Nuclear reactors have a heat efficiency of ~33% so you need to dump the remaining somewhere. That is 66% of the heat energy remain after the turbine has removed the possible mechanical energy. Just an annoying factor of Carnot's Law.
If you can do district heating or similar it's all good, but you still need a permanent source of cooling capacity with enough redundancy to cool the reactor in case of an unplanned shutdown.
Increasing temperatures increase steam pressure until a rupture occurs, and the water boils away. The steel reactor vessel and structural elements will then inevitably melt, and the reaction will continue until the molten fuel can spread out enough to lose criticality. This is called a meltdown.
This is why many new reactor designs do not use water as coolant but instead molten salt[0] or inert gas[1], to avoid the risk of steam explosion. This alone does not make those reactors inherently safe but it can help keep radioactive material from being violently spread outside the reactor in the event of catastrophic failure.
> Increasing temperatures increase steam pressure until a rupture occurs, and the water boils away.
Generally, no.
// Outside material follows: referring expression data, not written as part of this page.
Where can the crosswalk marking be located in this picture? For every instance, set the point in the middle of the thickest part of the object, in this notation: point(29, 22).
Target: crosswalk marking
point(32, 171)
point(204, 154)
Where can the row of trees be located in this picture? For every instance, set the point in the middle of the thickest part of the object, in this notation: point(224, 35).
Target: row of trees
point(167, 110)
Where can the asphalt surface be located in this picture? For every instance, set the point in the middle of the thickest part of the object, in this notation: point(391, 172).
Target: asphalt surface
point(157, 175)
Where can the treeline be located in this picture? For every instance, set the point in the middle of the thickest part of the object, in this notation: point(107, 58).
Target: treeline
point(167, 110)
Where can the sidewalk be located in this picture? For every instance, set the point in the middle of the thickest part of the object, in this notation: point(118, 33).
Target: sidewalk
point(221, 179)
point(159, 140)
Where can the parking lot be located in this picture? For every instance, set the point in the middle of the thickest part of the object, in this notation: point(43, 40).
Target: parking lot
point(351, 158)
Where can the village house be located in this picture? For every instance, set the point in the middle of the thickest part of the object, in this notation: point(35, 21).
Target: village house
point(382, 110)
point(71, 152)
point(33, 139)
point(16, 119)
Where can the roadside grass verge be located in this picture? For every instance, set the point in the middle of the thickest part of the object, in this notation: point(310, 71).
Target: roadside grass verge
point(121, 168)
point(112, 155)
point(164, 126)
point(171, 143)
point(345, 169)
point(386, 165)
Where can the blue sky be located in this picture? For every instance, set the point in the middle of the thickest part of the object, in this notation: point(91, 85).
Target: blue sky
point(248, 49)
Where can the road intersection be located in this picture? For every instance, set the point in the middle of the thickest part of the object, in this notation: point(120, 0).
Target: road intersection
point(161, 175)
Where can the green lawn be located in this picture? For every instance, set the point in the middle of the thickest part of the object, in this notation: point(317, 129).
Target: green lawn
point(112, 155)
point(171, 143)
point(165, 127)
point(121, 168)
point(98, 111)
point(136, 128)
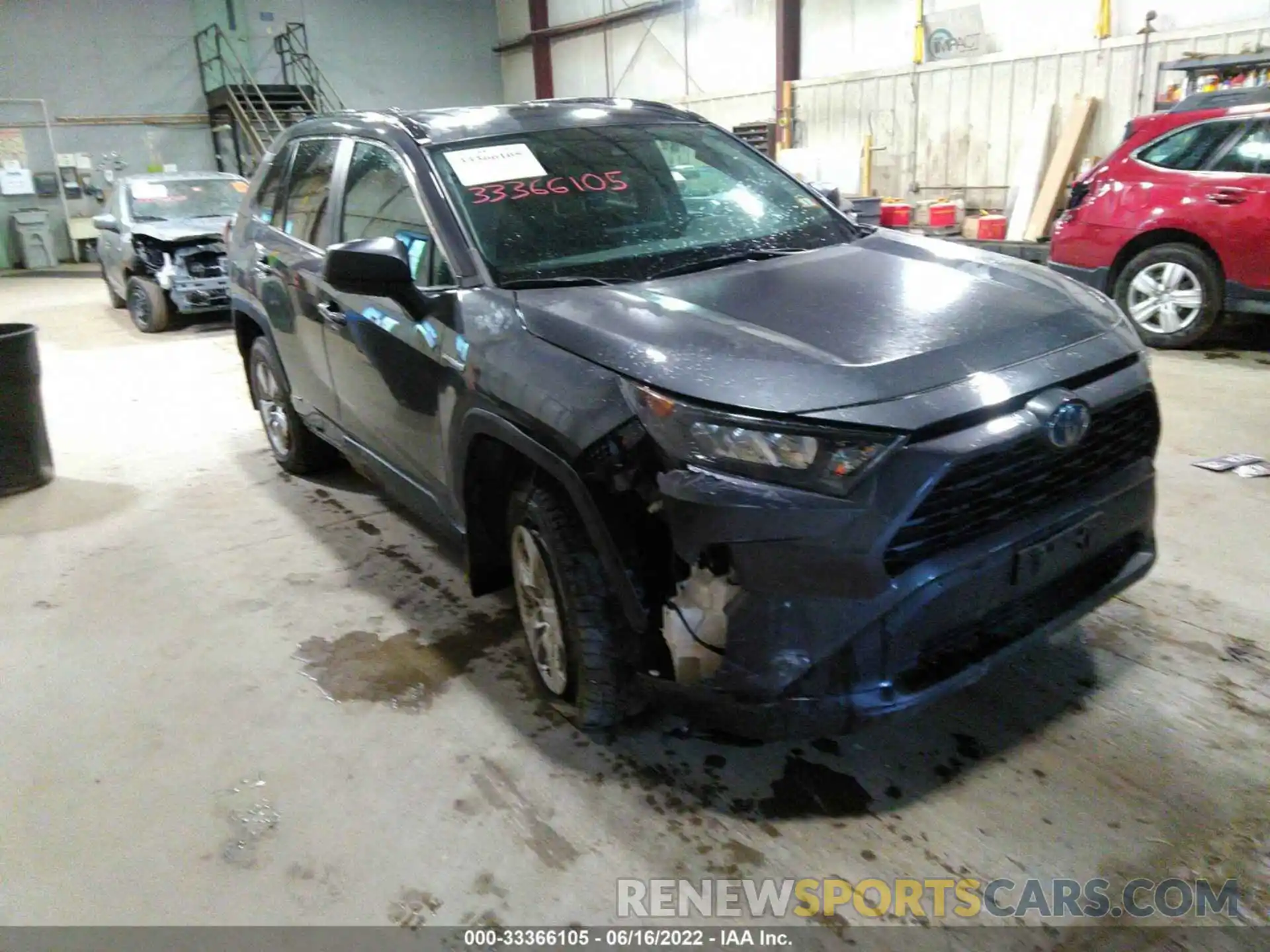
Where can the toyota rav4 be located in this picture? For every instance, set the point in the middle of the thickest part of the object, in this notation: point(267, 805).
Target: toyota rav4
point(736, 454)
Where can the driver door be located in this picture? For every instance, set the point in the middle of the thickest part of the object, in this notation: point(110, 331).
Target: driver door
point(392, 365)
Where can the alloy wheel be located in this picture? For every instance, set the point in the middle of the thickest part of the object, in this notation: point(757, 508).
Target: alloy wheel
point(540, 615)
point(273, 412)
point(139, 306)
point(1166, 298)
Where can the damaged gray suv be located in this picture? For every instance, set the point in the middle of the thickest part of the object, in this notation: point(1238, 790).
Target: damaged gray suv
point(160, 244)
point(736, 454)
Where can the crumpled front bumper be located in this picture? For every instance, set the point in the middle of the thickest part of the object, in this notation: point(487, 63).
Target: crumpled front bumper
point(824, 635)
point(192, 295)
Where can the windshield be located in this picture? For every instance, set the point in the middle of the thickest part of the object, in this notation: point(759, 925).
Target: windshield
point(628, 202)
point(185, 198)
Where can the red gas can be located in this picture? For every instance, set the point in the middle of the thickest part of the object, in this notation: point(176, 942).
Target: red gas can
point(896, 215)
point(943, 215)
point(992, 227)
Chernobyl is the biggest example of this happening, but it only happened because the reactor itself was basically exploding anyway.
Steam pressure doesn't build up gradually, generally. Relief valves -even just burst points- are just too simple and robust. The much more common issue is that hot reactor fuel causes water to break down and release hydrogen which accumulates at the top of the reactor and eventually explodes, and then the water boils off.
> Relief valves -even just burst points- are just too simple and robust
I'm not sure you've heard about this[0] accident:
"The accident began with failures in the non-nuclear secondary system, followed by a stuck-open pilot-operated relief valve in the primary system, which allowed large amounts of nuclear reactor coolant to escape."
As one of the other sibling comments noted, a turbine can extract maybe 33% of the thermal energy if it’s operating at the theoretical maximum Carnot efficiency. The other 66% must be dumped somewhere to avoid accidents.
If you want a temperature gradient then you want the reactor as hot as you can and the condenser as cool as you can, so I still don’t understand why you want to cool the reactor?
The cooling system is also how you extract energy from the reactor. Anything you do to extract energy will have this effect; if it didn’t you’d have a perpetual motion machine.
The cooling sounds like a side-effect then. The goal isn't to cool for the sake of it. You want the energy out of it. If you just want a cooling system you could spray water onto it and let the steam escape. That'd be an effective cooling system. What people really mean is that they want to usefully extract the energy.
Well, about 10% of the heat a reactor creates is from the radioactive decay of fission products, so even when a reactor is “scrammed” (shutdown, no fission occurring) you need to be able to extract megawatts of heat to keep it stable - hence you need powered pumps, access to water, condensation towers, etc.